Now, without being pernickety, I think this timber lintel, buried deep in the front elevation of the Georgian Rose Cottage and revealed when the first floor plaster was removed, was just about on it’s last legs…. hard to imagine that this was actually supporting a brick wall. Or rather was supporting it, but was likely to collapse at any moment. Timber doesn’t just rot on its own, just because it feels like it, there has to be moisture present. Years, probably decades, of rainwater pouring down poor Rose Cottage’s front wall from faulty gutters, saturating the brickwork, coupled with no central heating and zero property maintenance has resulted in an timber sitting in the wall being completely wet through. And oak beams like the one above have aversion to sitting in wet walls. They silently sulk, then fall apart.
So out it had to come:
With the brickwork above supported on the outside and through into the inner leaf:
Understandably, clients don’t like seeing holes in the front of their homes, especially holes which were not expected to be there, but you cannot leave timber as rotten as that in situ, or eventually it will crumble away to nothing, and then the brickwork above simply collapses. So Han could have been having a lovely soak in the bath with Grazia and the wall may well have just disappeared. It is nice to have a view to the garden from the bathroom, but windows are better than a great gaping wound in the brickwork.

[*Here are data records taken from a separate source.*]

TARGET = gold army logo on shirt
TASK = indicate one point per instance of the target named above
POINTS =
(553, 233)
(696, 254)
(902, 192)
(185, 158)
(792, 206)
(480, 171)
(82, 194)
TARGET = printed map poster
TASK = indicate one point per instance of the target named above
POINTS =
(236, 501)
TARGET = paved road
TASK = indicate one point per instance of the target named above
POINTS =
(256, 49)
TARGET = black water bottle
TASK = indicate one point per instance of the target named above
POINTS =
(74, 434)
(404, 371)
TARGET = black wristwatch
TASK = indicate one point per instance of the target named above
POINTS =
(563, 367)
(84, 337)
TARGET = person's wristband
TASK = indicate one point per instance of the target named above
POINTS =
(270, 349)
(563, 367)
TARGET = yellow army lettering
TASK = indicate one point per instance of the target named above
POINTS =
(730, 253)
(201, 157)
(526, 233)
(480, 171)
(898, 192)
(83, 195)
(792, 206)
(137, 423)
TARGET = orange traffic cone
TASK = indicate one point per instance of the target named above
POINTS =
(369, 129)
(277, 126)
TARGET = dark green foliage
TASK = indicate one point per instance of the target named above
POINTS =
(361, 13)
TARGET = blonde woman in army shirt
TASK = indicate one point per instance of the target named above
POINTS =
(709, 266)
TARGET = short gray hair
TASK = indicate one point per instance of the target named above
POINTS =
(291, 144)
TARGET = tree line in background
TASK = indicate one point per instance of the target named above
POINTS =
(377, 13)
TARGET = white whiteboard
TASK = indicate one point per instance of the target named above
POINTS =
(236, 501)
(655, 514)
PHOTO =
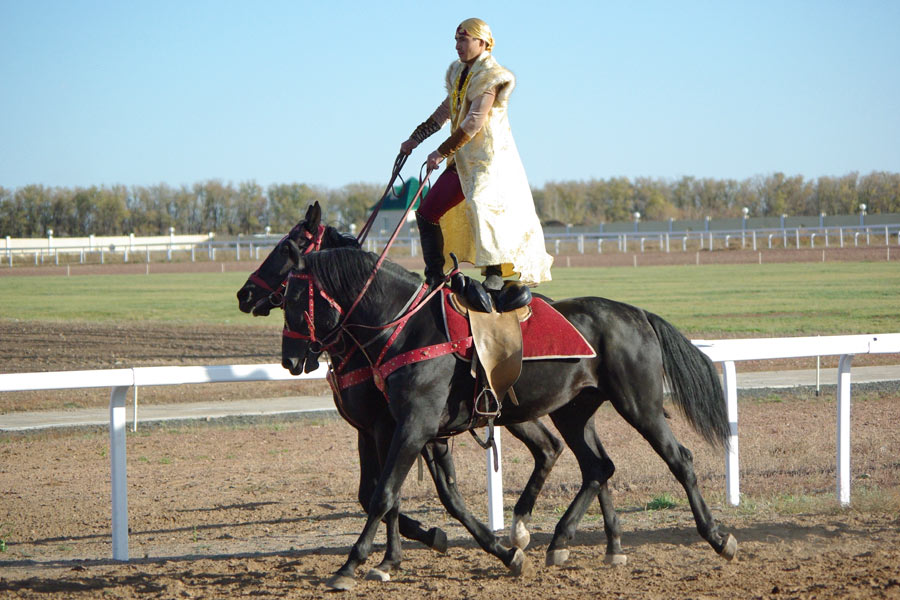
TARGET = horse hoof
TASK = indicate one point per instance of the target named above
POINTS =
(519, 536)
(438, 540)
(617, 560)
(341, 583)
(556, 558)
(730, 548)
(517, 564)
(377, 574)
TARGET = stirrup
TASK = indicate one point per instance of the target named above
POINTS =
(511, 296)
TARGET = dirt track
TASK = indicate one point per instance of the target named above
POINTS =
(270, 510)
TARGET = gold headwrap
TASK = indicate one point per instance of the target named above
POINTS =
(478, 29)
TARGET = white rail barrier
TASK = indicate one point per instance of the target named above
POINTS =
(122, 379)
(725, 351)
(845, 346)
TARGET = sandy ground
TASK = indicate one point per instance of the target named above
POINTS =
(270, 509)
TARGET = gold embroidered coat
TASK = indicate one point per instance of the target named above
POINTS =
(497, 224)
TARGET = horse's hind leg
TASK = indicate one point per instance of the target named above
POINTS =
(440, 463)
(650, 421)
(575, 423)
(545, 448)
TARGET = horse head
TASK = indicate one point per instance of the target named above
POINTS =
(254, 296)
(309, 314)
(335, 289)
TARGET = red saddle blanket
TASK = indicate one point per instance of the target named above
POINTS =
(545, 333)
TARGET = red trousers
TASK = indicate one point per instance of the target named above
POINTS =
(443, 195)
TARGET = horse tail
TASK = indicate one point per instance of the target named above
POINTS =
(693, 382)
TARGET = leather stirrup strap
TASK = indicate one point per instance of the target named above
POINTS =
(498, 342)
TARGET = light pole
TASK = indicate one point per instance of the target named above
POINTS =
(744, 211)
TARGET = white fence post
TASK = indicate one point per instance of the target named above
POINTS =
(118, 472)
(843, 430)
(732, 460)
(495, 486)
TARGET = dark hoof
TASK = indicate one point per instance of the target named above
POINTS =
(341, 583)
(438, 540)
(517, 564)
(377, 574)
(556, 558)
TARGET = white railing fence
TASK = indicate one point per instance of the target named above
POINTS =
(726, 352)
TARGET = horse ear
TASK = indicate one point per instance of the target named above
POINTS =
(313, 217)
(291, 250)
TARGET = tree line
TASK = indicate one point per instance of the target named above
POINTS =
(246, 207)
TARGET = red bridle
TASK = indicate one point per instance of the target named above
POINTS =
(309, 315)
(276, 297)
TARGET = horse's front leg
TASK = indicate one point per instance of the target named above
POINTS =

We are on with it though, the rotten beam is gone, and the guys are busy bricking up the hole with reclaimed bricks so it will be safe, secure and good as new. It’s very odd, all these funny timber lintels everywhere, makes me think the cottage was once a barn or store and has been converted to a house at some stage in the past, will have to get Hannah to investigate the deeds. Next job, getting those gutters fixed!